4.5. Environmental significance

The findings presented here demonstrate a widespread capacity in the environment for the anoxic microbial oxidation of As(III). The oxidation of As(III) linked to the use of ubiquitous nitrate as an electron acceptor may be an important missing link the biogeochemical cycling of arsenic between two common inorganic species, As(III) and As(V), where DO is absent. The concentrations of arsenic in the subsurface pore water are attenuated by adsorption to metal oxyhydroxides. The aqueous concentrations encountered are generally not inhibitory to microorganisms. Therefore the biodiversity of anoxic As(III) oxidizers may be greater than the few arsenic resistant strains reported previously. In this study, it was shown that tolerance to As(III) was not a prerequisite for anoxic As(III) oxidation by anaerobic microbial communities.

5. Conclusions

1. Microorganisms capable of linking anoxic As(III) oxidation to denitrification are widespread in anaerobic sediments and sludges. The use of ubiquitous nitrate as an electron acceptor may be an important missing link the biogeochemical cycling of arsenic between two common inorganic species, As(III) and As(V), where DO is absent

2. The doubling times for growth of the anoxic As(III) oxidizers range from 0.74 to 1.34 d.

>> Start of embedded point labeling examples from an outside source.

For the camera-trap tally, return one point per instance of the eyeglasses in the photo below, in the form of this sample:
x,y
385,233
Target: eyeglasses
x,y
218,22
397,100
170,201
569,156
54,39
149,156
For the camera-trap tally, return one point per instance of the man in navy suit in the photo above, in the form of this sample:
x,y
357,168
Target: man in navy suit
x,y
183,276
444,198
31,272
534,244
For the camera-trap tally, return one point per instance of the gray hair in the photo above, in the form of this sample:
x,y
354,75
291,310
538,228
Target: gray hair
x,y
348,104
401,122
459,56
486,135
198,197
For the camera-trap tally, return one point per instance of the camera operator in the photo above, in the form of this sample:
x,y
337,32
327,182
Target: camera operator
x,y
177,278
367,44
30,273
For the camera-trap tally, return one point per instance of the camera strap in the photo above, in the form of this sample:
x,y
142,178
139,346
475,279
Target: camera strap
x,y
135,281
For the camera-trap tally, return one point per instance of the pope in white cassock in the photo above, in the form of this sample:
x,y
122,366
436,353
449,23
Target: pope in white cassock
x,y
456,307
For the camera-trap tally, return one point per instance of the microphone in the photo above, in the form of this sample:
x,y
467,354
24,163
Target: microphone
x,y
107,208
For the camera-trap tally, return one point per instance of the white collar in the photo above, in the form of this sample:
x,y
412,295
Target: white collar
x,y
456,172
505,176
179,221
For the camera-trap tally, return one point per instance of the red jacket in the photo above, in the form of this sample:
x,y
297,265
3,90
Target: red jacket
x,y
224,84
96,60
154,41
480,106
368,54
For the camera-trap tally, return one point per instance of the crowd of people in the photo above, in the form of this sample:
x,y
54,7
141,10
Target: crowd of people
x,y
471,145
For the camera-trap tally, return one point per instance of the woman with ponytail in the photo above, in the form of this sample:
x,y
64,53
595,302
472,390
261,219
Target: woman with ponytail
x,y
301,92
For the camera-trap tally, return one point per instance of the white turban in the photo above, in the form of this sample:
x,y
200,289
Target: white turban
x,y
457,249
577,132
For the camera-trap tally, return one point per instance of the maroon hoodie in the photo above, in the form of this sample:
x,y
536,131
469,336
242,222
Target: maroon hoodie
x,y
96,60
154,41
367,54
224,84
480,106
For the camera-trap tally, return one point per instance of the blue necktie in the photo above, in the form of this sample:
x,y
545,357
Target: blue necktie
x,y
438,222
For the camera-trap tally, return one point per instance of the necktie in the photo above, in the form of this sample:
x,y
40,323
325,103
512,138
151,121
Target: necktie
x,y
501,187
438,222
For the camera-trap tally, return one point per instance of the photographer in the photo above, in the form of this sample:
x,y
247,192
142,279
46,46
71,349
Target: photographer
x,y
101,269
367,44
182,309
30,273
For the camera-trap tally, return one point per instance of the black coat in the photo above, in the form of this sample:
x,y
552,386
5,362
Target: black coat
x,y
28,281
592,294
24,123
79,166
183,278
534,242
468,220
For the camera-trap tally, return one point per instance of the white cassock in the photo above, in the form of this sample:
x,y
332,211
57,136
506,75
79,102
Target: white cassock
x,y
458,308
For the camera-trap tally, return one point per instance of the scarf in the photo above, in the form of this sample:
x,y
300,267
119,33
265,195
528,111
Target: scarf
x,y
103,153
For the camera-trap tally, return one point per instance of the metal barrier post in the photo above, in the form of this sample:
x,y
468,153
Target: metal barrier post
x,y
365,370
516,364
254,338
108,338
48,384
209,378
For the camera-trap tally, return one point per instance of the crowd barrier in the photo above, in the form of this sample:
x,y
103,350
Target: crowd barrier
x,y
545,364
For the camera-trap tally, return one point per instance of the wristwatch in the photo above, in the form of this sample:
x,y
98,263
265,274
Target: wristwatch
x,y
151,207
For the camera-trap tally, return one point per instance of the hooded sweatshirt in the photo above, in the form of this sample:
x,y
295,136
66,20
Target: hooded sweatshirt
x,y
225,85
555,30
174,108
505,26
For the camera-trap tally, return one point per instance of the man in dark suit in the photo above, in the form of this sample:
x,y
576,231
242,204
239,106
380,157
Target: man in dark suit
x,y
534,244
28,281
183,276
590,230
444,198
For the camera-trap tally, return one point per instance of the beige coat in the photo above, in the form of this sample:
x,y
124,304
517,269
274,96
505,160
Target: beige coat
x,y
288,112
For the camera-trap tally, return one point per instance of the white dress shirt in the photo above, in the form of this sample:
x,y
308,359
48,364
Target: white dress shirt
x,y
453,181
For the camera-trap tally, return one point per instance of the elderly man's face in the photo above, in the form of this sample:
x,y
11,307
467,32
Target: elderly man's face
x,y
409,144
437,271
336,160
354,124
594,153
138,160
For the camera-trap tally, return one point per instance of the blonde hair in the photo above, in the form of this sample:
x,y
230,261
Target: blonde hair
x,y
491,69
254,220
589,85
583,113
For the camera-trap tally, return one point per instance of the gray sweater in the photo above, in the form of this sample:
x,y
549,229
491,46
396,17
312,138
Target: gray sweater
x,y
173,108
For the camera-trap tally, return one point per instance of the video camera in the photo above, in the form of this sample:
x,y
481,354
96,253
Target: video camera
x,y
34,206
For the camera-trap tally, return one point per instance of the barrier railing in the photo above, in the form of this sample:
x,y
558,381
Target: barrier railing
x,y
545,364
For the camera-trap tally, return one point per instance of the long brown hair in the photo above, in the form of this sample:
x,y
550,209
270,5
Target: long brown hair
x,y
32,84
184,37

3. The anoxic oxidation of As(III) linked to denitrification is inhibited by As(III) with 5 mM causing complete inhibition.

4. Dinitrogen gas is the end product of denitrification linked to As(III) oxidation if As(III) is not present at inhibiting concentrations, nitrous oxide accumulates a major product at inhibitory As(III) concentrations

5. As(III) weakly adsorbed to AA or TiO₂ is available as an electron donor for denitrification.

6. The biodiversity of anoxic As(III) oxidizers is potentially greater than the few arsenic resistant strains reported previously. In this study, it was shown that tolerance to As(III) was not a prerequisite for anoxic As(III) oxidation by anaerobic microbial communities.